Re: Troubleshooting and repair for On-board Charger (OBC)

Thu May 20, 2021 10:57 am

Thanks for your welcome, Kenny, and for your quick response.

I found a statement in the speakev.com forum concerning the use of the iCarSoft i909 on the Peugeot iOn or the Citroen C-Zero:
The question asked was "Does the i909 work on the PSA pair of the triplets?"
No the i909 is Jap models only (Mazda and Mitsubishi). Despite it being the same car it refuses to work (probably vin range check or similar). I tried the PSA version of the icarsoft (i970) on an ion but it didnt work well, the dash lit up like a christmas tree and the car wasnt happy, didnt give any useful information. I dont know if it was trying to talk "Peugeot" to what is really a Mitsubishi. There are more advanced icarsoft models available, presume one of those would work better.


Ok, so I bury my hope that the ongoing issue was just due to an incomplete deletion of the diagnostic codes.

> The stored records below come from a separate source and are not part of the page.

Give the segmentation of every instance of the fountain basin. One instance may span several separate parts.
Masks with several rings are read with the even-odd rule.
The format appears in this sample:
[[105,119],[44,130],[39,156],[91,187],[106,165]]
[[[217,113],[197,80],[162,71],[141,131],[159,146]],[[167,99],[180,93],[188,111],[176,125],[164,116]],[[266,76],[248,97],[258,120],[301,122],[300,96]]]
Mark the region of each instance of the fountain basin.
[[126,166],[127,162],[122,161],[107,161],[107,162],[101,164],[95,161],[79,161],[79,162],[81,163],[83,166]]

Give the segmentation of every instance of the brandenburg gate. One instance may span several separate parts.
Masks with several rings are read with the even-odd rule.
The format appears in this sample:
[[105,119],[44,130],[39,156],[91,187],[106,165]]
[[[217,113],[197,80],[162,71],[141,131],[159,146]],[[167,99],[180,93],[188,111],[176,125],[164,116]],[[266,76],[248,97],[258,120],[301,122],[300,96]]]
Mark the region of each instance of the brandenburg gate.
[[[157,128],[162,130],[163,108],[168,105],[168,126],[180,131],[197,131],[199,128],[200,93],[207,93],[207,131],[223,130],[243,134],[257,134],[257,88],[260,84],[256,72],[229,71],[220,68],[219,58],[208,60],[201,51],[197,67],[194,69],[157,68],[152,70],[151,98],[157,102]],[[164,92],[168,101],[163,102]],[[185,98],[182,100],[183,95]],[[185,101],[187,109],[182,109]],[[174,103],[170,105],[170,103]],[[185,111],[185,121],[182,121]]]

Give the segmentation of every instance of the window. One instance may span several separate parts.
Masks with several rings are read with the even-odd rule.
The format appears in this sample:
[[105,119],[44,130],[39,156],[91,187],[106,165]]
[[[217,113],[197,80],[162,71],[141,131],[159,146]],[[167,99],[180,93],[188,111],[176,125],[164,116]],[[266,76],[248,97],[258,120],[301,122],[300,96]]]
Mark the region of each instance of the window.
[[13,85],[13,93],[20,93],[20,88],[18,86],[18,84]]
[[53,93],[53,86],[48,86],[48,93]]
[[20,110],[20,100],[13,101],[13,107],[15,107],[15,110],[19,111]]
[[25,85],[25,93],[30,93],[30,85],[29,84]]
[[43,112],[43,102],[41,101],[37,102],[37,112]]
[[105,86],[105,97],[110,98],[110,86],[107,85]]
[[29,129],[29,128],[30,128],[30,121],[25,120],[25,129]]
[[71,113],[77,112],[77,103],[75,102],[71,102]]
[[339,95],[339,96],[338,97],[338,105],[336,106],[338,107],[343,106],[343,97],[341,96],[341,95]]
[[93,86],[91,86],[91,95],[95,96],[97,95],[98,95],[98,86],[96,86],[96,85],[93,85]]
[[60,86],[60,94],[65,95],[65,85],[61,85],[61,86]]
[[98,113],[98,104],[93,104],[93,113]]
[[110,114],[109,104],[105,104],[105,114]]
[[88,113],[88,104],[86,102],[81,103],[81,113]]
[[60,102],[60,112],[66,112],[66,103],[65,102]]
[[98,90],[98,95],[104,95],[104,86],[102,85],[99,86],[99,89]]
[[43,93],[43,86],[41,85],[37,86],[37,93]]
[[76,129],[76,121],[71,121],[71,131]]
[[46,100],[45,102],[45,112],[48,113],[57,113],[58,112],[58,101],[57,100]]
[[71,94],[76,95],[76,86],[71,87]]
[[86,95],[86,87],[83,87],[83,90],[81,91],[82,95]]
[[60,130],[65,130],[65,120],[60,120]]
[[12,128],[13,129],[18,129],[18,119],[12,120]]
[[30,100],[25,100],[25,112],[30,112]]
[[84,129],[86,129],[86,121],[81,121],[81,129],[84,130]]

Would have been too easy anyway... :roll:

Before replacing the snubber caps and the MCU fuse the scan of diagnostic codes in the EV_ECU at the dealership had brought up these ones:
- P0A09: DCDC converter (1)
- P1AF8: On board charging stop processing time-out
- U111D: On board charger CAN time-out
- U1113: "Ignore Fault code" or "Remote CAN T/O/ Not equip" (code isn't listed in the workshop manual so I took the interpretation from this post and this post)

Of course it would be much more interesting to have the new, fresh diagnostic codes, from after my intervention. I'll try to bring them here quickly. I'll see if I'll invest in a scan tool or if I'll have the codes read out at the garage around the corner. If someone could tell about a good experience with a scan tool on a Peugeot iOn, I would be interested to know more about that, particularly which tool was used, of course.

kiev
Posts: 1608
Joined: Sun May 03, 2015 7:15 am
Location: The Heart o' Dixie
Contact: Website

Diagnostic checks

Fri May 21, 2021 8:17 am

Without the codes it will be more difficult to pinpoint, i don't know if one of the phone apps thru an OBDII dongle will read DTCs if that is possible.

But how far into the sequence does the system go before shutting down? do you hear the relays and contactors clacking? Does charging attempt to start for a brief period, i.e. the EVSE relay closes and AC power is applied to the OBC? This might give some clues.

First of all, Did you do a diode check of the waffle plate junctions? If that is damaged then of course it won't work.

Were you careful when removing and reconnecting the flat ribbon cable between the control board and the power board? That is very critical and should be checked. What about the connector on the upper board, was that mated properly?

There are low voltage power supplies created on the upper control board

Did you check thru the AC input section of your OBC for damaged capacitors, the AC relay, or the ceramic resistors? Did you check the HV DC output fuse of the OBC? while we have never seen it blow there is always the first time. There are numerous components (resistors, capacitors, diodes) that can be measured while on the board to verify that they are okay

Otherwise it is possible to solder some jumper wires on the board and run them out of the box so you can verify that AC is getting to the waffle plate. Once that is confirmed then you can move thru the various sections.